# Was muss ein neuer Ego shooter Haben



## Prozessorarchitektur (20. Februar 2012)

nun müssen heutige neue Ego shooter immer ein militär Thema haben ? Muss immer ein Krieg als Story Grundlage haben ? Muss immer Terrorismus als Bösewicht herhalten ?

 Dies gilt besonders im Multiplayerteil.
 Warum finde ich Call of duty 4 Multiplayer so gut ? 
Ist es das Thema, für mich "NEIN". 
Ist es das Gameplay "Ja" 
Ist es für mich das gewinnen "nein"
Ich finde beim MP teil von MW1 (cod4) die neuen Spielmodi und Belohnungssystem gut, man kann was erreichen, man hat Ziele im Multiplayer 
Und nicht wie Früher lediglich zu gewinnen was meist nicht ging in einen Public Match.
Man wird nicht auf das schnöde " ich bin besser als du" reduziert sondern erreicht seine eigene Ziele. Wenn man gewinnt ist das ein Bonus, aber nicht zwingend erforderlich.
Das ist mein Grund weswegen ich COD mag.

 Nun was kommt danach ?
 Ich finde das dass Thema Militär, Terrorismuss und WW2 ziemlich ausgelutscht ist. rein von der Story her macht so was kein Spaß mehr
 Da wäre die frage würde ein Ego Shooter mit einer anderen Story und Thema mit gleichen Multiplayer wie cod 4 auch diesen Erfolg haben ?
 Thema Western Indianer gegen Cowboys, scify , Maschine gegen Maschine, nur Nahkampf ohne Schusswaffen, Guerilla Krieg gegen Söldner

 Dieser ganze Ami pathos geht mir nähmlich langsam aufn Geist. Hatt einer noch Ideen


----------



## Sethnix (20. Februar 2012)

Ich fande z.B. den MP von Sektion 8 eigentlich ganz gelungen...

War zwar meistens auch nur töete so und so viele leute bzw. bekomme so und so viel Punkte im Team, aber es gab zwischen drin immer mal wieder "Events" wie z.B. eskortiere den "LKW" zu Punkt xy...

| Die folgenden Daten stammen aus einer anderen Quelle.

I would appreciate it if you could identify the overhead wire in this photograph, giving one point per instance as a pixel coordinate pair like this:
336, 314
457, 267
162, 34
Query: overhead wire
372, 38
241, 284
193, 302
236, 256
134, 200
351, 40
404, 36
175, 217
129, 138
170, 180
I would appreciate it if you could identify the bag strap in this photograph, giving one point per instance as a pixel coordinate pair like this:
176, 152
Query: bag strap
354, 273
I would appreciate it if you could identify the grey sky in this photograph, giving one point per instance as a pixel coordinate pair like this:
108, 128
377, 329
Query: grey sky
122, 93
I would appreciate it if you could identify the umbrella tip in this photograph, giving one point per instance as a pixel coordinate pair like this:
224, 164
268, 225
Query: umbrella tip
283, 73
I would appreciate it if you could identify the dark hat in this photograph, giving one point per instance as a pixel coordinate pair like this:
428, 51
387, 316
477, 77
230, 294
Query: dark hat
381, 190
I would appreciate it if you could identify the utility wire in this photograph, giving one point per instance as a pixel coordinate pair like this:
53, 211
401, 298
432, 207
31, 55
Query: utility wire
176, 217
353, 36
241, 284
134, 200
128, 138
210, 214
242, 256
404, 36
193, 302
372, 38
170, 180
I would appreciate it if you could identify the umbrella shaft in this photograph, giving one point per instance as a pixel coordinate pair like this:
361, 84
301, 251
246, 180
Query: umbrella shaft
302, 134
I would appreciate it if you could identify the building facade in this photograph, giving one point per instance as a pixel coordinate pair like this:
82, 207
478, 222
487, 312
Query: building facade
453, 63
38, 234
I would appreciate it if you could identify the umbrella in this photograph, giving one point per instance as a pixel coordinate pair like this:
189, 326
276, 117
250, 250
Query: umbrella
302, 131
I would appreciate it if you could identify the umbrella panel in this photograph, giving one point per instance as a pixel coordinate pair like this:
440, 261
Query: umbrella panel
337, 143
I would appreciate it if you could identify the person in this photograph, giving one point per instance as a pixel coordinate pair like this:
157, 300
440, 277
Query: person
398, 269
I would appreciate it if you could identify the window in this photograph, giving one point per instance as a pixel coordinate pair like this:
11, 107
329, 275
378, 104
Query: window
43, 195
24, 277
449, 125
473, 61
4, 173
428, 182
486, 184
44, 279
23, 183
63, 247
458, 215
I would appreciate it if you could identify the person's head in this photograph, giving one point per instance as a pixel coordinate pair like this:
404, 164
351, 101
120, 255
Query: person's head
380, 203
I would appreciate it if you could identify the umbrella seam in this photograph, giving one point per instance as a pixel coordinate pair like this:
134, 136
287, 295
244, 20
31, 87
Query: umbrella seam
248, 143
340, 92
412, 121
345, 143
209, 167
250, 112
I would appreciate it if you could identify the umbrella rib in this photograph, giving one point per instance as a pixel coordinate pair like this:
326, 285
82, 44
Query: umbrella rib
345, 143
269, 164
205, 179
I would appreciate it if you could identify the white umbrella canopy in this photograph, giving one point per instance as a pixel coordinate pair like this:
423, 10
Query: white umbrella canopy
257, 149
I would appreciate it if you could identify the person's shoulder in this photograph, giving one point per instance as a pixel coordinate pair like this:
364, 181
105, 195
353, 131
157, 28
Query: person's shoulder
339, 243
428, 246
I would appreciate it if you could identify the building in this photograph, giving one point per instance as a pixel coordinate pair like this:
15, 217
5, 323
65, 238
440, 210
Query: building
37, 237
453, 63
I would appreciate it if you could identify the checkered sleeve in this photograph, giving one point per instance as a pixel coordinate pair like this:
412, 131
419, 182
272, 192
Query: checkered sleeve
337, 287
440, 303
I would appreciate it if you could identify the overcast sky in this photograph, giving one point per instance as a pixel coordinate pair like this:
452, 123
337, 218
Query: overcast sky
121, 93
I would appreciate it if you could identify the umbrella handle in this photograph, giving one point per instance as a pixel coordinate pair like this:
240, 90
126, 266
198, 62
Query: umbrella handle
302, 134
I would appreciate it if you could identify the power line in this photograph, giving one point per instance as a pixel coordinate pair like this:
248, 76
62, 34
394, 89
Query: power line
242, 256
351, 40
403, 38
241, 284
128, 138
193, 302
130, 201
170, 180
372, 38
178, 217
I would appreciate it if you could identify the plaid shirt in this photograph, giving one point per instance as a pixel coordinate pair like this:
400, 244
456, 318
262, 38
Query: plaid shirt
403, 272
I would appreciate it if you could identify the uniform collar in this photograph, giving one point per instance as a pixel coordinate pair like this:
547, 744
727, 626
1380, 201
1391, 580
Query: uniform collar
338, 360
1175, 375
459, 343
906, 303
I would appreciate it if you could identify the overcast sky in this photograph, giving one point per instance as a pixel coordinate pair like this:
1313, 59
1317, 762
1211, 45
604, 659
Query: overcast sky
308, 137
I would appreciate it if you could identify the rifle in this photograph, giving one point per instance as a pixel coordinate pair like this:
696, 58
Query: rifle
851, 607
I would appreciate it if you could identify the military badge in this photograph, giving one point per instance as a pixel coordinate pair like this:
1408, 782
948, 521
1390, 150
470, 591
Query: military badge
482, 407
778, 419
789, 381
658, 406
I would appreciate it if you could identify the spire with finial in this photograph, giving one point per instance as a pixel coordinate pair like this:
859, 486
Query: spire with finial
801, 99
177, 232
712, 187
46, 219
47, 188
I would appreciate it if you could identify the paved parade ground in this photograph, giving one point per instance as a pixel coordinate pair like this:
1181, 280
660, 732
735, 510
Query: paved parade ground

Zudem hätte ich gerne mal einen Ego-shooter gesehen, welcher ohne Waffen bzw. Militär auskommt ^^


----------



## Dr Bakterius (20. Februar 2012)

WW II wird doch schon seit einiger Zeit überhaupt nicht mehr bedient. Ich würde es mal begrüßen bei WW II Szenarien den Deutschen spielen zu dürfen. Kämpfe Mann gegen Mann ohne Ari, Rakteten und andere Luftschläge sowie keine Helis und Co. Eine glaubhafte Geschichte sowie Krisengebiet


----------



## Hansvonwurst (20. Februar 2012)

Sethnix schrieb:


> Zudem hätte ich gerne mal einen Ego-shooter gesehen, welcher ohne Waffen bzw. Militär auskommt ^^


 
Streng genommen würden zu den Ego-Shootern auch Portal und Minecraft zählen...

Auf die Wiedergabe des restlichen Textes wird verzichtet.